Je suis le Pic à bec ivoire des États-Unis et de Cuba, et je ne suis plus
Je suis le Phoque moine des Caraïbes, et je ne suis plus
Je suis l’Huîtrier des Canaries, et je ne suis plus
Je suis le Canard d’Oustalet, et je ne suis plus
Je suis la Violette de Cry, et je ne suis plus
Je suis le Bruant à dos noirâtre, et je ne suis plus
Je suis le Grizzly Mexicain, et je ne suis plus
Je suis le Tigre de Java, et je ne suis plus
Je suis le Tigre de Tasmanie
Je suis l’Otarie du Japon, et je ne suis plus
Je suis le Kangourou-rat du désert, et je ne suis plus
Je suis la Grenouille plate à incubation gastrique, et je ne suis plus
Je suis la Tortue géante de l’île de Pinta, et je ne suis plus
Je suis le Bandicoot à pied de porc, et je ne suis plus
Je suis l’Achyranthes Atollensis à Hawaï, et je ne suis plus
De feuilles, de poils ou de plumes
Nous sommes ces espèces disparues par centaines de milliers
En Afrique, en Antarctique, dans les confins de l’Amérique
Dans les plaines d’Europe dans les déserts d’Australie
En Papouasie, en Mongolie, en Malaisie et au Chili
Nous sommes ces espèces disparues
Dans les rivières qui inondent la Terre
Dans les montagnes fières et baignées de lumière
Dans les lacs et les forêts qui nourrissent la chair
Dans les écrins qui défendent les secrets
Dans les coulées, dans les creusets
Dans les cailloux et les coraux
Dans ces endroits que nous sommes les seuls à connaître
Dans ces endroits dont tu ne sauras jamais rien
Que l’infime pudeur qui s’exhibe au matin
Dans ces endroits dont tu ne sauras jamais rien
Car leur dignité est impénétrable
Pas même par la science et les fables
Que tu emmènes dans ton cartable
Oui, nous sommes ces espèces disparues
Dévorées par l’inconscience convenue
Mais bien plus que cela
Toi et moi sommes reliés par Le Plus Grand
Nous sommes la Trame du même Satin
Et avons été tissés de la même Main,
Et lorsque tu scelles notre destin
C’est comme une partie de toi qui se meurt et s’éteint
Souviens-toi
Nous sommes la Vie qui bourdonne à tes oreilles
Nous sommes le Rayon qui éblouit tes yeux
Nous sommes la Soie qui caresse ton corps
Nous sommes le Souffle
Nous sommes l’Arôme et la Saveur
Nous sommes les battements de la Terre et ceux de ton coeur
Souviens-toi
Quand tu refais le monde avec quelques copains
Que nous sommes le Souffle
Nous sommes l’Arôme et la Saveur
Nous sommes les battements de la Terre et ceux de ton coeur
“Espèces disparues” est venu un matin au piano. Je ne savais pas encore de quoi parlait cet air, mais je l’ai joué et joué encore pendant peut-être une bonne heure. C’était un moment très particulier, une forme de transe qui parlait de la Terre et du respect de la Vie. Subitement, j’ai alors eu comme un appel d’urgence de la part de ceux qui n’ont pas de voix pour crier. Leur voix est devenu ce texte, mais aussi et surtout la voix qu’a posée en studio Amal (“Haaa haaa”) en toile de fond. C’était “Espèces disparues” qui venait de naître. Je suis partie dans une grande recherche bibliographique pour ériger ce “moment aux morts” d’espèces disparues du fait de l’Homme.

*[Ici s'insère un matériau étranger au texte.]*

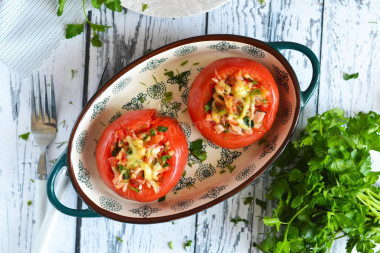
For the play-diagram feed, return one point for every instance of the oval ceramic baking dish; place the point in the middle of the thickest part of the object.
(142, 85)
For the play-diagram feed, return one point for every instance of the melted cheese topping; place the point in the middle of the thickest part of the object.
(140, 161)
(235, 102)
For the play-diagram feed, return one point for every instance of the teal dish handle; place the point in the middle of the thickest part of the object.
(60, 163)
(305, 95)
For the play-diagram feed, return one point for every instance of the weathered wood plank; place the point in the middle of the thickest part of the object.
(131, 37)
(21, 160)
(273, 21)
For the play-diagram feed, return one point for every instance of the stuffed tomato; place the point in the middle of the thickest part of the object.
(233, 102)
(141, 156)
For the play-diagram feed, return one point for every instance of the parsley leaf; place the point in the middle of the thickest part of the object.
(197, 150)
(61, 5)
(350, 76)
(238, 219)
(24, 136)
(323, 187)
(187, 244)
(73, 30)
(167, 96)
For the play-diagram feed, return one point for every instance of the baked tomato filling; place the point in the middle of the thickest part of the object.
(142, 155)
(238, 104)
(140, 159)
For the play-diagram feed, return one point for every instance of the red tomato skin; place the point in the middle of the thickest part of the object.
(201, 92)
(143, 120)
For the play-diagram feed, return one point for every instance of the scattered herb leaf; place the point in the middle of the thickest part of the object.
(168, 96)
(350, 76)
(248, 200)
(187, 244)
(24, 136)
(238, 219)
(261, 203)
(60, 144)
(197, 150)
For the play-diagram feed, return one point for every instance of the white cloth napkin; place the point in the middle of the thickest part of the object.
(31, 30)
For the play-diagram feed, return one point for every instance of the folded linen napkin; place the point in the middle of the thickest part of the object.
(31, 30)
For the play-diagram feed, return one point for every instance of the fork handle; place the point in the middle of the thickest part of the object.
(40, 195)
(40, 203)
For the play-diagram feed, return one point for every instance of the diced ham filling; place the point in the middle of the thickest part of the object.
(237, 105)
(139, 160)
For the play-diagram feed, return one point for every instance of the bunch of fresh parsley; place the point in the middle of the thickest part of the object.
(73, 30)
(324, 187)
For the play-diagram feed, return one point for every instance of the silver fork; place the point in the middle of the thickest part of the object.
(44, 129)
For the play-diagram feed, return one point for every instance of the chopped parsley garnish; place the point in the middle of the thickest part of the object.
(208, 105)
(121, 167)
(238, 219)
(24, 136)
(248, 122)
(187, 244)
(350, 76)
(255, 92)
(248, 200)
(180, 78)
(162, 129)
(165, 158)
(197, 150)
(230, 168)
(144, 7)
(168, 96)
(134, 189)
(261, 203)
(115, 151)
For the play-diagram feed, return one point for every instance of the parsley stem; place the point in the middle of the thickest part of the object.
(288, 226)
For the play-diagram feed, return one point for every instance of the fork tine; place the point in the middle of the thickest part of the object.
(46, 101)
(40, 115)
(52, 99)
(33, 102)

En studio, c’est mon amie Isabelle qui a fait ce “listing” d’espèces disparues. C’était la bonne personne, si connectée au monde animal. Nous avons souhaité lui donner un aspect “radio”, avec une doublure de ma voix, peut-être pour apporter plus de réalisme à cette cause. Comme si nous aurions pu entendre cela un matin, en nous réveillant. Quant au tableau de Paul pour l’illustration, j’y ai vu le Carrousel des mondes marins à Nantes, que Julien a su magnifiquement sublimer.
Nous avons pas mal cherché avec Dom au niveau des arrangements, car nous avions déjà une version piano-voix simple qui nous plaisait. Mais nous avons eu l’envie que ça crie et que ça gronde.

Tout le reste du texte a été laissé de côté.